Qu'est-ce qu'on peut dire des représentations des cadres-ingénieurs de leur temps et de leur travail consécutivement à la mise en place des 35 heures dans leurs entreprises ? Le problème de la durée du travail des cadres est maintenant connu, bien que relativement peu étudiée par la recherche en sciences sociales. La durée de travail incontrôlable, mais aussi les formes d'engagement au travail qui passe par la définition d’un rapport au temps, sont au centre des problèmes qui touchent ce groupe social aux contours peu stables, (Bouffartigue, 2001)146. Cette communication voudrait partir de l'hypothèse d’une spécificité des cadres qui concerne le rapport au temps, au travail, et au marché. Nous utilisons cette hypothèse générale pour interroger une situation très spécifique de deux entreprises de l'aéronautique. Par ailleurs, comme dans d'autres entreprises, la catégorie des cadres y apparaît comme peu généralisable. Elle regroupe des individus avec des positions, des fonctions et des activités très différentes. Cette hypothèse avance en particulier la piste de recherche selon laquelle les cadres-ingénieurs entretiennent des rapports ambiguës et complexes avec les marchés des produits et avec le marché du travail. L’objectif de cette communication consiste à mettre à jour ces rapports complexes à un moment où l’on redéfinit les normes temporelles dans l’entreprise.

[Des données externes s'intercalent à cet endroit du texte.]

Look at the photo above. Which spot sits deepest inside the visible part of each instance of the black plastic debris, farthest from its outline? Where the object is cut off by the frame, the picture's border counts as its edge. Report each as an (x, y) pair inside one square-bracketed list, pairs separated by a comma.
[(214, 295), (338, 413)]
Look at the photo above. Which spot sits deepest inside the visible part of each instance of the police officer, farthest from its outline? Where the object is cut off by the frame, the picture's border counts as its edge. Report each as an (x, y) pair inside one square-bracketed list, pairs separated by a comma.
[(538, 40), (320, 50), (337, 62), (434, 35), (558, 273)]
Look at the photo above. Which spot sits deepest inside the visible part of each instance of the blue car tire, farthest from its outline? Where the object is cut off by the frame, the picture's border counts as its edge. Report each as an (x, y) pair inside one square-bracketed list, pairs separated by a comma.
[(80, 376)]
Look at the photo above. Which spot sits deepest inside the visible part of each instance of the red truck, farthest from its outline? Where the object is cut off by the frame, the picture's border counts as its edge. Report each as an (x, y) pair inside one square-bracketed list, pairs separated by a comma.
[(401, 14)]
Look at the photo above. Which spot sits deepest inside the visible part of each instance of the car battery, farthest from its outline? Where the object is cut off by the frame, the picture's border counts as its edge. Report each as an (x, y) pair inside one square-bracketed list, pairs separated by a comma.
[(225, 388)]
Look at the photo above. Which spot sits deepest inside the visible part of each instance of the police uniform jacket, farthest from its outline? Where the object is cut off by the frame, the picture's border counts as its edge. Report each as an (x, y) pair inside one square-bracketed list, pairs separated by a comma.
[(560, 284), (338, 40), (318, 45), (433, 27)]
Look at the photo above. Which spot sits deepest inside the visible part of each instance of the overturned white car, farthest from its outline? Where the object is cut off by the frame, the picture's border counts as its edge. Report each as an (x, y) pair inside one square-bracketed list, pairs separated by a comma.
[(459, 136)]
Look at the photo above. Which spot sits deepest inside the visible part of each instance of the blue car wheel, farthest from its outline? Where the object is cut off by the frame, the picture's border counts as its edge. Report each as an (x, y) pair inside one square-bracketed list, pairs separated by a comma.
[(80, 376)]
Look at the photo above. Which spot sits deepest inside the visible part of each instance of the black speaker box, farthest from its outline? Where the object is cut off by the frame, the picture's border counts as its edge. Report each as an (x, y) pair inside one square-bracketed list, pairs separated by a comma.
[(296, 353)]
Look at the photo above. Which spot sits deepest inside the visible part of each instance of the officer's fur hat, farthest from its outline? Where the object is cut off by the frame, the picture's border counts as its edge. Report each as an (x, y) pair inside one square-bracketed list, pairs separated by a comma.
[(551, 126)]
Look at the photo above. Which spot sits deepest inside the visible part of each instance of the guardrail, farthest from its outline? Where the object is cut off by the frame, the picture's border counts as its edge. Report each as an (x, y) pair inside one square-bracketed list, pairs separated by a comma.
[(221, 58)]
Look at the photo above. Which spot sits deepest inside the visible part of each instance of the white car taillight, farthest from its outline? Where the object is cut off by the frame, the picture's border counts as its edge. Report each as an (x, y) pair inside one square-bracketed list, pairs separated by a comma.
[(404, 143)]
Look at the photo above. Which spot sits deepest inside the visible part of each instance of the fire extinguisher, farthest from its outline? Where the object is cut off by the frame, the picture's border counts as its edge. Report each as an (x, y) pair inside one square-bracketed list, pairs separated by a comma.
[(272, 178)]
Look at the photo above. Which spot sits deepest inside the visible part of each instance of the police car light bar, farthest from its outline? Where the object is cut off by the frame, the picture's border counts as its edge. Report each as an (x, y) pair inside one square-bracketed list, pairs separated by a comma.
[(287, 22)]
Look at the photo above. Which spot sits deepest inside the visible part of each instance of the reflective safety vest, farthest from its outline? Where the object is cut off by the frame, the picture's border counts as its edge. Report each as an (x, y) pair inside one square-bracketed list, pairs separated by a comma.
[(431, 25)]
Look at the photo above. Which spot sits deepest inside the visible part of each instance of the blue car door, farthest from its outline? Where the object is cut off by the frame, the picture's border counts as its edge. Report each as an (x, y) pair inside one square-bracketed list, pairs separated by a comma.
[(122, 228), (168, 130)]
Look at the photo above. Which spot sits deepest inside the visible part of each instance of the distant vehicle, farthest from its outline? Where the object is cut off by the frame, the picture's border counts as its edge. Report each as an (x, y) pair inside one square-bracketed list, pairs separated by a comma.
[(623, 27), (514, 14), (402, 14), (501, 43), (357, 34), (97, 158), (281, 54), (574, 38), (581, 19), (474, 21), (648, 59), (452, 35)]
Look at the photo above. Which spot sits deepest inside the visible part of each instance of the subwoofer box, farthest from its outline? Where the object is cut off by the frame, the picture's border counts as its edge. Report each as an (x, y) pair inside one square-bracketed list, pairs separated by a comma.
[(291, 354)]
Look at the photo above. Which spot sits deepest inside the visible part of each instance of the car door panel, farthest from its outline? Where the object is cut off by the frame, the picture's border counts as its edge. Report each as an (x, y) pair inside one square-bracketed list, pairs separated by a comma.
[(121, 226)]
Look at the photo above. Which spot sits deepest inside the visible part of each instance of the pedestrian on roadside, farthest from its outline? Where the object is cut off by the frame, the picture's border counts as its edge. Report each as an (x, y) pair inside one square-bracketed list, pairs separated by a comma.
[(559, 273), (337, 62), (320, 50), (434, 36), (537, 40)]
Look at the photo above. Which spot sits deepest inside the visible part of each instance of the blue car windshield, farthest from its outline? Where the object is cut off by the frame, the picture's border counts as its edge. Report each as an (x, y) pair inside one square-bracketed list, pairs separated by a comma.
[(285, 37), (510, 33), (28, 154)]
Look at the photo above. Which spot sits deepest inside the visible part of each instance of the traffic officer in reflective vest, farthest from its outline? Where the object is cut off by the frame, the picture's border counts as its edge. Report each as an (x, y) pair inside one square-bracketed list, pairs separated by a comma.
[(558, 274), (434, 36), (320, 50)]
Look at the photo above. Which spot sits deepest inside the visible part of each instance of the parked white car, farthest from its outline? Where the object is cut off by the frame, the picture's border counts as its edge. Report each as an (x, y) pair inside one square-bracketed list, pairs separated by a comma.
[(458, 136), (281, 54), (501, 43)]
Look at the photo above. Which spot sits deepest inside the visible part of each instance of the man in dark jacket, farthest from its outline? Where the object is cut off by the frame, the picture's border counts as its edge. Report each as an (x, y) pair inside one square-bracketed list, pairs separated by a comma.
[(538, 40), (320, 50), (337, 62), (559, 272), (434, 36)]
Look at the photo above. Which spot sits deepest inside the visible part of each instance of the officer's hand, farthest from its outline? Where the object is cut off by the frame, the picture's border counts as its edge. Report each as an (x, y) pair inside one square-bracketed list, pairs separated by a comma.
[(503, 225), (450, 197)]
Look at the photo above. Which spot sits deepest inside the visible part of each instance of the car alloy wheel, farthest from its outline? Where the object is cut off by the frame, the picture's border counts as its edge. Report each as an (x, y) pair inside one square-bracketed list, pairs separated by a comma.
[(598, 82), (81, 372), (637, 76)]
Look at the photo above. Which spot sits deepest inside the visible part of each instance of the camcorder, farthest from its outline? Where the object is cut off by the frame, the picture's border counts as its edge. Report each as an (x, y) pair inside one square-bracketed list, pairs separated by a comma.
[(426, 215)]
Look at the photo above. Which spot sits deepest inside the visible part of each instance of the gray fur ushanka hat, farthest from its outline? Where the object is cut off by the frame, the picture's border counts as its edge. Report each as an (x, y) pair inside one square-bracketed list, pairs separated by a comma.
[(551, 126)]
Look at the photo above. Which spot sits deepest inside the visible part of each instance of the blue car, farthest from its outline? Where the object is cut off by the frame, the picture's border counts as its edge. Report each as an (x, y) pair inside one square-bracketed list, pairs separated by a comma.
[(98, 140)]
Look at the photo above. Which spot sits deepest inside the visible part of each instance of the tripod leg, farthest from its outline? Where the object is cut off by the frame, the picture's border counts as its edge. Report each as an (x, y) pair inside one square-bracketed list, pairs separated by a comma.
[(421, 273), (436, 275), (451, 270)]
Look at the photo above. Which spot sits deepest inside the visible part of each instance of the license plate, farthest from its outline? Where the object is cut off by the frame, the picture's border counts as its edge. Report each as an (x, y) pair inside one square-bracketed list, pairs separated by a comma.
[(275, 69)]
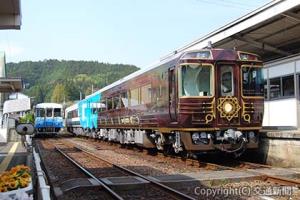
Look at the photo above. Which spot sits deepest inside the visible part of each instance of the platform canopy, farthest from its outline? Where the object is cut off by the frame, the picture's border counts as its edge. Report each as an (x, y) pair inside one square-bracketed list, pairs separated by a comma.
[(10, 85), (272, 31), (10, 14)]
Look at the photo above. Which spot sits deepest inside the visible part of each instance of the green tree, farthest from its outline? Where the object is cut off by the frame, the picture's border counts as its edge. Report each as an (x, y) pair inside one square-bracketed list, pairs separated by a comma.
[(59, 93)]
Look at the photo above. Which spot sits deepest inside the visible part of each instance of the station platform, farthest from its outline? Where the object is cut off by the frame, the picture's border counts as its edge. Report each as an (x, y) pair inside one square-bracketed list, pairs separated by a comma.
[(13, 153), (280, 148)]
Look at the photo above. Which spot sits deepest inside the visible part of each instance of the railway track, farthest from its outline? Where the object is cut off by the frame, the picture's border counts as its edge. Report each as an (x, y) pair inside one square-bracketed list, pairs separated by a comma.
[(235, 165), (168, 192)]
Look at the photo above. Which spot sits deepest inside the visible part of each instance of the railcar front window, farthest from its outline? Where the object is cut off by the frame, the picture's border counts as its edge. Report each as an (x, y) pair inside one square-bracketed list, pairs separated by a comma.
[(49, 112), (253, 82), (227, 80), (196, 80), (40, 112), (57, 112)]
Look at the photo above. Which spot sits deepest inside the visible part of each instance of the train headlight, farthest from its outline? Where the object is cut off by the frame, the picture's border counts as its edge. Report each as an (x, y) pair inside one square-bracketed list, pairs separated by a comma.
[(228, 107), (251, 135), (203, 135), (195, 136)]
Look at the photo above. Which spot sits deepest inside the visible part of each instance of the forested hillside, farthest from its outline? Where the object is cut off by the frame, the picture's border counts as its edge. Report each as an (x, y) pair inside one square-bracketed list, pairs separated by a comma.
[(58, 81)]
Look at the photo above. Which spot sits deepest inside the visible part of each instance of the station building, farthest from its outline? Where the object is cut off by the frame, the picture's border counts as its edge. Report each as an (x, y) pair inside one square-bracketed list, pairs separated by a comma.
[(272, 32)]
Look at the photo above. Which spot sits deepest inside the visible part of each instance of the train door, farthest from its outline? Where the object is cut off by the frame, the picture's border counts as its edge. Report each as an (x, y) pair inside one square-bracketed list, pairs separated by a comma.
[(228, 106), (172, 94)]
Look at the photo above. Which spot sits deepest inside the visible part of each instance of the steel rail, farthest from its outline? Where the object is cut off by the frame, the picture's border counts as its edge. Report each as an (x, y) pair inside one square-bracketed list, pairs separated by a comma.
[(87, 172), (166, 188), (263, 176)]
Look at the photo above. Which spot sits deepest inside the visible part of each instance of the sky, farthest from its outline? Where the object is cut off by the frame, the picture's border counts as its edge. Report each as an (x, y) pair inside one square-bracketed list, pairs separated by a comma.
[(137, 32)]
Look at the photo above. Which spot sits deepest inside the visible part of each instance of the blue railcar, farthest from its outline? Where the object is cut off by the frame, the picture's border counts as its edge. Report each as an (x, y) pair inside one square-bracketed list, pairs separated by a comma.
[(48, 118), (82, 117)]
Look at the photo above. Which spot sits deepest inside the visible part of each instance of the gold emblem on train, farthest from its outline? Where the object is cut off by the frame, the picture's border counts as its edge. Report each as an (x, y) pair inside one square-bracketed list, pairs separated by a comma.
[(228, 107)]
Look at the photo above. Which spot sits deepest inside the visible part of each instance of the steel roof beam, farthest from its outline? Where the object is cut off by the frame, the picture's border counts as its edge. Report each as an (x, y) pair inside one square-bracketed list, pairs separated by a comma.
[(261, 45), (292, 16)]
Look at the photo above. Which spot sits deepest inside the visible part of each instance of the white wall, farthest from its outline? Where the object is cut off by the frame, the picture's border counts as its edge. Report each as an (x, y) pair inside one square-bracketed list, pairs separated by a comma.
[(281, 112)]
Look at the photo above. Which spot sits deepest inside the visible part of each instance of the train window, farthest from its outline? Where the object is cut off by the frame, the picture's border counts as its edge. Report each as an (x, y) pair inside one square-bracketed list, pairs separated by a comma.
[(40, 112), (102, 106), (253, 82), (227, 80), (275, 88), (146, 94), (266, 89), (109, 103), (288, 86), (134, 97), (124, 100), (116, 103), (48, 112), (57, 112), (196, 80)]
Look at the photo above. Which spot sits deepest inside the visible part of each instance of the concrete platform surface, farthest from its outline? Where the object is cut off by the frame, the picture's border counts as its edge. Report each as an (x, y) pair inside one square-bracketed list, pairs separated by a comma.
[(12, 154)]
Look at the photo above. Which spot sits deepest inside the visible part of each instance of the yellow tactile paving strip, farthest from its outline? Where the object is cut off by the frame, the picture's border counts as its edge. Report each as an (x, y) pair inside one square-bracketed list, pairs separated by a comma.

Certains chercheurs ont observé des pratiques « étonnantes » des cadres qui consistent à aller pointer en fin de journée, sans quitter le lieu de travail pour dissimuler la durée du travail réel, donc pour ne pas laisser apparaître une durée du travail trop longue (Henni et Piotet, 2004)147 : la réduction de la durée du travail à 35 heures prend alors pour une bonne partie des cadres une forme particulière. Il s'agirait d'une réduction du nombre de jours travaillés, et plus exactement d'une augmentation substantielle du nombre de jours de repos, représentant une source de satisfaction à l'égard de la réduction des temps de travail (op. cité). Au-delà des usages du temps libéré, cette communication voudrait montrer que ce qui lie les cadres-ingénieurs aujourd'hui, concerne le rapport à leur activité professionnelle. Ce rapport à l'activité est caractérisé par un enchevêtrement des représentations du travail, du temps et des marchés. Nous voudrions commencer à nous intéresser à la structure des représentations des cadres, partant de l'idée qui s'agit là d'un espace à plusieurs dimensions. Nous mettons en avant l'existence d'une topique des représentations dans laquelle les individus rangent leurs images, issue d'un vécu, d'une situation et des pratiques temporelles qu'il s'agit de décortiquer. Quels sont les éléments structurants des représentations des cadres temporels ? Pour Grossin (1996, 24)148 la notion de « cadre temporel » recourt à « l’espace pour fournir une image du temps, du moins, d'une portion des temps. (…). Il enferme quelque chose dans des limites définies ». L'important est la multiplicité et les configurations de ces cadres temporels : ils sont à la fois personnels et collectifs, naturels et construits, actifs et passifs. Plusieurs cadres temporels peuvent s'imbriquer et provoquer des situations antagonistes (op.cité, p. 36).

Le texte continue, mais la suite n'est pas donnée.